Stream performance enhancements techniques
-
Binary tokens
-
No need to discover or look for where the next token is.
-
No need to handle multiibyte character encodings in tokenization.
-
Native datatypes
-
No needs to do characters to native datatype conversion, which is a very
expensive operation.
-
Matches many implementation languages and machines representation of native
datatypes
(follows CDR en/decoding rules without alignment (could be added
later)).
-
Strings are preceded by a length indicator which improves reading and memory
handling.
-
Explicit datatyping reduces the amout of syntax and error handling code.
-
Relativly small and simple grammer
-
Smaller code for parsing and reading.
-
Fewer bugs since the codebase is simpler and understandable.
-
Produces, on average, smaller streamsize
-
Reusable information
-
Recurring information may be encoded only once and reused in other parts.
-
Namespace handle is simpler since no prefixes are used.
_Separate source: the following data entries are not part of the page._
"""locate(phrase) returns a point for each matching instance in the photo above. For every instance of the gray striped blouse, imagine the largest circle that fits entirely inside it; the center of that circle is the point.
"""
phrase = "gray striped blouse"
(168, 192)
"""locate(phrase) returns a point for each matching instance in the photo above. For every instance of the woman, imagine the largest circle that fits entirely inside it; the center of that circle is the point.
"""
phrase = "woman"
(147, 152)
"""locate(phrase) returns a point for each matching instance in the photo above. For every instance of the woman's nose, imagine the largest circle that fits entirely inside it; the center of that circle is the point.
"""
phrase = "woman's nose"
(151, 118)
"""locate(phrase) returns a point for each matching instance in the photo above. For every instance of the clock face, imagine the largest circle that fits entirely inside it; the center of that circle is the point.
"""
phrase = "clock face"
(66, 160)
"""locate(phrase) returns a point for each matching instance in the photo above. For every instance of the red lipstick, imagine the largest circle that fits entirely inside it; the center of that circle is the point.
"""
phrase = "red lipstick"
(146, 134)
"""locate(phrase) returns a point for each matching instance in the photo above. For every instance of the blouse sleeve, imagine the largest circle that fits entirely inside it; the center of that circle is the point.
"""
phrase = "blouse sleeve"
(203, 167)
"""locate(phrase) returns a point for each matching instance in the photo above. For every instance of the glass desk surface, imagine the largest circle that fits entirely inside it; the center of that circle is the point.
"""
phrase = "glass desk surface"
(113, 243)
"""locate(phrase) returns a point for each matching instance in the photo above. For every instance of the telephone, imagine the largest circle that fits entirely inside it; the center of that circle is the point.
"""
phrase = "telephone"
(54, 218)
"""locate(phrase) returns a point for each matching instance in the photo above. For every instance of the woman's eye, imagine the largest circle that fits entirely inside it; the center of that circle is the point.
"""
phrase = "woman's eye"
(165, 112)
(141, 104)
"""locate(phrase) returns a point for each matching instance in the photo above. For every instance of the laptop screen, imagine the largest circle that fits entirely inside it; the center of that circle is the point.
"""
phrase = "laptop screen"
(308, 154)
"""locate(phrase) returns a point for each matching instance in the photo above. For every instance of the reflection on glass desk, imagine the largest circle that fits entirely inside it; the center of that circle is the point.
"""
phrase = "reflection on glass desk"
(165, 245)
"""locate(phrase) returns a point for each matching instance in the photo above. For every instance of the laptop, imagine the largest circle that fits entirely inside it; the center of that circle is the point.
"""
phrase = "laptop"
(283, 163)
Element, attributes
and datatypes are all automatically bundled with namespace and localname.
-
Some information is packaged in a way that a tree implementation may reuse
it without doing extensive / expensive information restructuring and conversion.
Requirements
-
JDK 1.3.x (JDK 1.1.x, JDK 1.2.x should work, not tested
though)
-
xerces.jar - for SAX and DOM conversions
-
junit.jar v3.5 - for testing
XML files to BML stream compressor:
java -client org.openebxml.comp.bml.ext.appl.BMLCompressor
-options filename
creates a file named: 'filename.bml'
BML Stream to XML streams:
java -client org.openebxml.comp.bml.ext.appl.BMLDecompressor
-options filename
creates a file named 'filename.xml'
BML Assembler
java -client org.openebxml.comp.bml.ext.appl.BMLTokens filename
Parses a BML encoded stream and print the tokens to screen.
Examples are found in the 'examples' directory
NOTE: Many more examples are scheduled to be created. |